Yes, but the AK grants access to explicit list of action you do. E.g. it assigns organization. By knowing the AK value, user proved they have access to it. I know, it’s weak, I’d like to replace it with the host group concept at some point and use the same token solution we’ll have for vanilla Foreman, but that’s not something we can solve here. After the subscription-manager registration, I think we still need to get the HRT though, where much more logic happens. There we need to make sure, user is properly authenticated and authorized.
I totally agree, it’s not. Just for the fair comparison, with x509 you can revoke specfic cert, with JWT we can only easily revoke all user’s registration tokens, not just the one that leaked. But again, IMHO that’s not an issue we should focus on right now.
Well, actually you could store all unique token ids that you want to revoke in the database and achieve the same result. It’s doable, but you lose the flexibility of being able to validate a token “offline”.
For that we’d benefit of client cert, but given we have secured communication channel already, we can send the host unique identifier - subscription UUID. On client side, after the registration we can get it by subscription-manager identity. Then we find the host object id by searching the host with “subscription_uuid = $xyz”.
Given there is a strong pushback on forwarding GET /hosts on proxy (which I don’t understand), we may need to extend HRT API to also be able to search host by subscription_uuid, not just hostname. And that would need to be an extension done in Katello.
Then it is the same mechanism with same reliability and we don’t need a client certificate authentication for that.
AFAIK for now subscription-manager is only packaged on Red Hat-based systems. I know there are some efforts to package it for Debian, but let’s not complicate this RFC with that.
Good point. We should describe this as “configure subscription-manager” in the diagram. Today it happens via the consumer RPM but that’s an implementation detail and there are talks about changing it.
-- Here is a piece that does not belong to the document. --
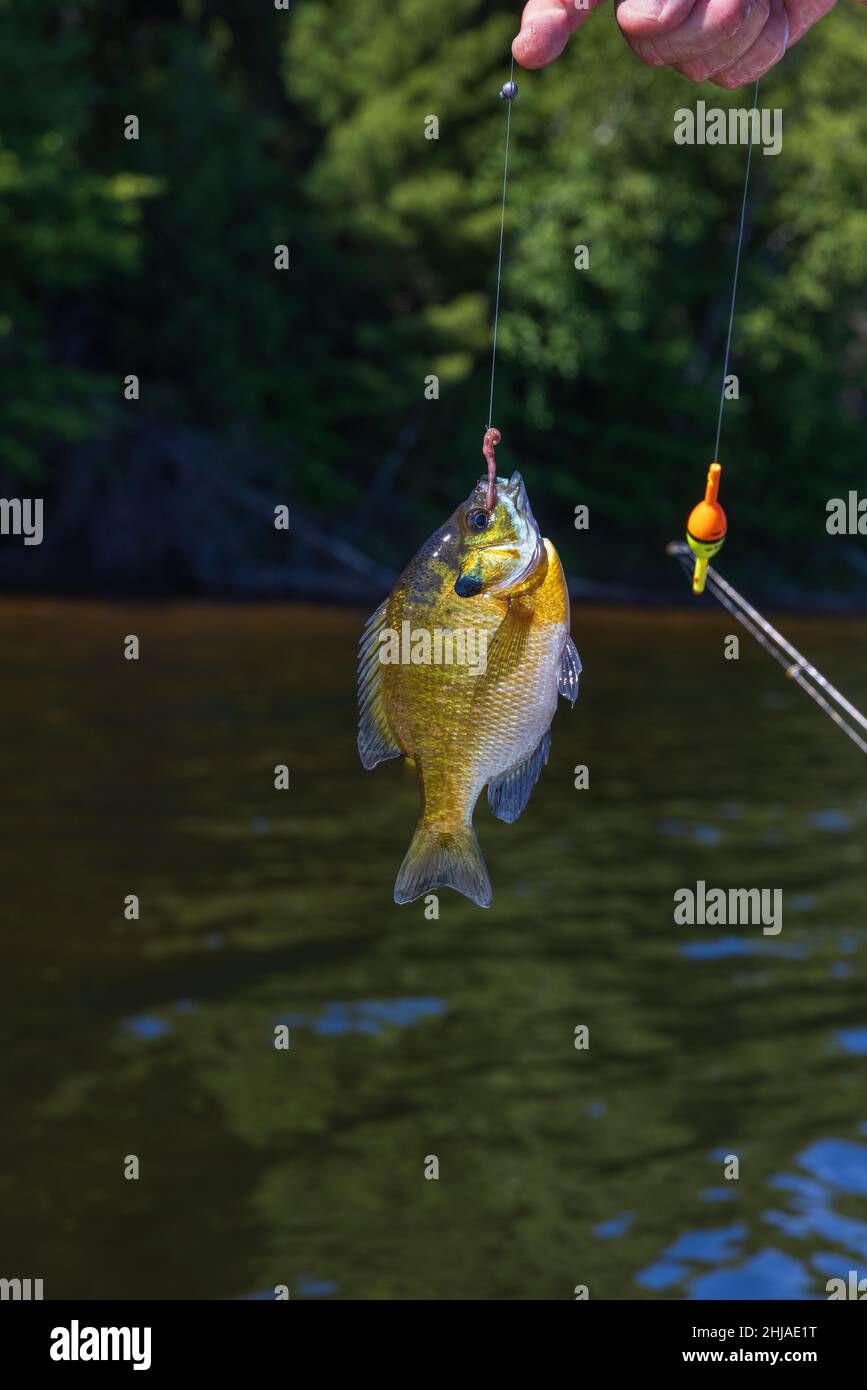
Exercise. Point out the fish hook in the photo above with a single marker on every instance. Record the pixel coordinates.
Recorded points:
(489, 442)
Ok, perhaps bad wording but the point is that there’s a specific URL that’s called to retrieve the HRT. I should probably have mentioned that I didn’t look up the exact URL. Perhaps I should have said something like foreman_url('hrt') in the diagram.
I think it’s actually a bad thing to scope it to a user. I view the HRT as effectively configuration management and it’s similar to the ENC: there is a host profile that must be applied and the host is the relevant thing. We already know the user has root on the target system.
I’m worried about a scenario where the senior ops person sets up a workflow. Because the senior is responsible for the Foreman instance instance, this person is also a Foreman admin.
Now the senior registers a system, checks it’s all OK and hands off the job to a junior with limited permissions. The senior forgets to set up some permissions and registration doesn’t work anymore. The senior then tries to register a system and it does work.
I’ll agree that there’s something to say for both arguments.
IMHO the main benefit of client certs is that you exactly know which system it is. It is embedded in the certificate and the server can read all the data. You are correct that it is more complex when you do proxy.
IMHO it’s about isolation. If you register via a proxy, the goal is to isolate it and only provide the minimal endpoints. Once you start to rely on the full Foreman API, that becomes something you need to ensure.
I can’t believe I’m about to say this (because I’m generally not in favor of this), but I think it’s good to be opinionated in this case.
IMHO the only goal of registration should be to register the system in Foreman and allow our existing management systems to take over. That may be Puppet, Ansible/REX or something else.
Maybe I’m nit picking here, but it’s RHEL, not Red Hat specific then.
Ok, if we can agree on this endpoin being the same as in case 1 - the POST /register, then I’m good with that. This endpoints will need to behave like “find or create” and for the host it either found or created, it will render the HRT.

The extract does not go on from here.